By John Soltes
Amid an economic recession and challenging job market, it’s hard not to look at Chris Moneymaker’s $39 investment in 2003 as one of the smartest financial decisions in recent memory. Living up to his last name, the Tennessee native used that money to enter an online Texas hold ’em tournament and win a seat in the prestigious World Series of Poker championship in Las Vegas. His seemingly implausible story, which is the subject of the new documentary “All In: The Poker Movie,” ended with a first-place finish and $2.5 million windfall.
“For a long time, it was surreal,” Moneymaker said recently during a phone interview. “When I won the World Series, the first thing that came to my mind, you hear all the stories about people two years later, three years later, they’re busto. They lost all of it – poor spending, poor habits.

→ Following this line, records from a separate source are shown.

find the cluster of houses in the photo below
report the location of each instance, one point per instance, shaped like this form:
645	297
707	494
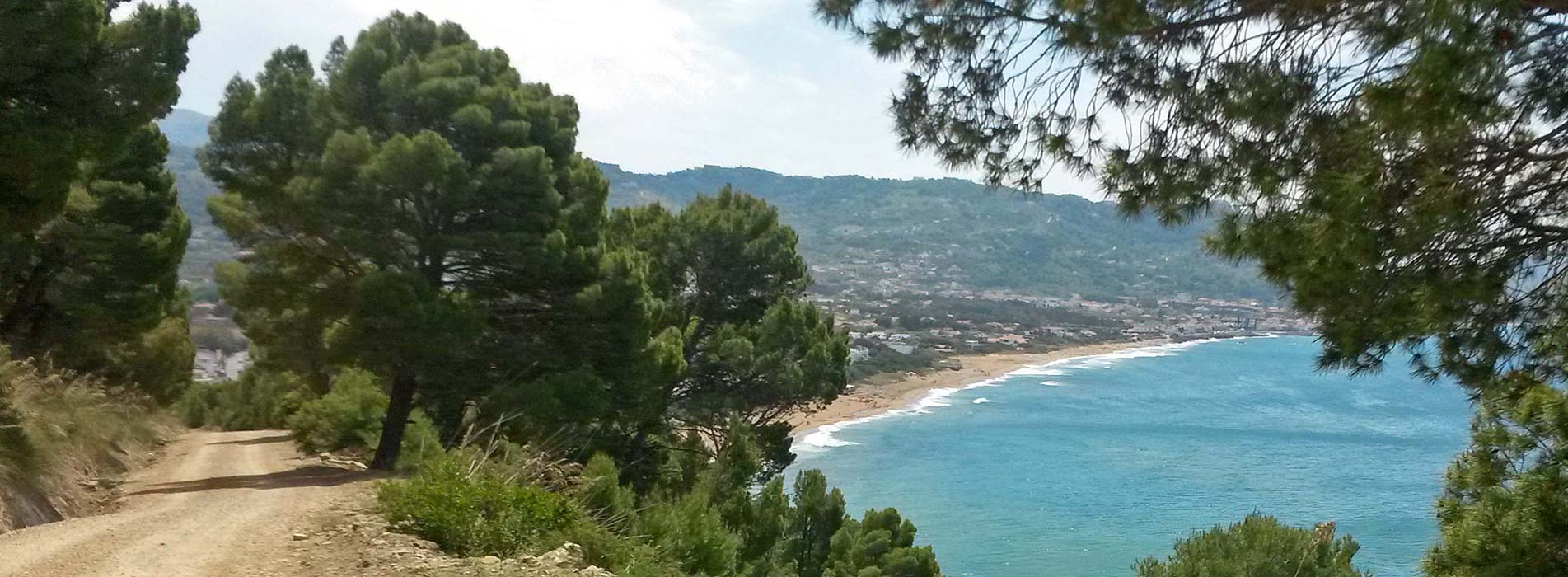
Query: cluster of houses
1142	319
217	366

My plan was to … be smart about the money and not risk it.”
“All In: The Poker Movie,” which opens at the Laemmle Monica 4-Plex on April 13, tracks Moneymaker’s underdog story and the overall boom in Texas hold ’em play.
For many of the talking heads in the film, the story of this accountant-turned-professional-poker-player serves as a milestone in the gaming industry.
Moneymaker was an average guy living a debt-laden life in Tennessee.
He proved that with the right combination of skill and luck, a person could travel to Vegas, compete in the big leagues and walk away a millionaire.
The WSOP win has brought him fame, fortune, and even a catch phrase – the “Moneymaker Effect,” which is used to describe similar Cinderella stories.
“I just signed a deal to be a lead instructor for (World Poker Tour) Boot Camp,” he said. “I’ve got an endorsement deal where I represent a poker room up in Erie, PA. I’m developing a poker app game for the iPhone and Android.”
But all hasn’t been dollar signs and gold bracelets.
On April 15, 2011, the poker industry took one of its largest hits in history.
On that day – a day many players remember with vivid memory – three Internet poker companies found their executives indicted for bank fraud and money laundering when the Manhattan U.S. Attorney’s Office and FBI stepped up efforts to enforce the Unlawful Internet Gambling Enforcement Act.
“These defendants, knowing full well that their business with U.S. customers and U.S. banks was illegal, tried to stack the deck,” said FBI Assistant Director-in-Charge Janice K. Fedarcyk at the time.
The idea of sitting in one’s pajamas in front of a computer screen and turning $39 into $2.5 million became impossibility.
Moneymaker said he saw the tealeaves in the monumental decision and made some changes in his life.
“April 15 was sort of a blessing, in the fact that it woke me up,” he said. “I need to do some things other than just sticking in the online space.”
Moneymaker’s best estimate is that online poker play will become lawful again, just highly regulated.
“My guess is that it’s going to happen sooner rather than later,” he said. “It’s not a matter of if; it’s a matter of when.”
In the documentary, director Douglas Tirola follows the often strange genesis of Texas hold ’em, examining everything from Matt Damon’s influential 1998 movie, “Rounders,” to the early days of the industry when cowboys like Doyle Brunson gave the world its first poker personalities.
Throughout the story, a common thread is the difficulty of sustaining success in an industry that relies heavily on luck.
In the years since his 2003 championship, Moneymaker has tried to play conservatively.
“I don’t go out and find the biggest games,” he said. “My typical game is a $2-$5 or $5-$10 no-limit game. You sit down at the table with anywhere between $1,000 to $5,000 at the most, and that’s my typical game. ... I manage my money, and I manage my bankroll, and I treat it like a business.”
As Moneymaker and other professional poker players await what they consider the inevitable legalization and regulation of online poker play, millions of hopefuls head to Las Vegas and poker rooms around the world hoping to catch a hot card on the river. Moneymaker’s recommendation to all those wanting to follow in his footsteps: Never look back.
“I want to do it again,” he said of his World Series of Poker championship. “I’m not going to be the high school quarterback that looks back at his high school game and is proud of that. I want to do better things in the future.”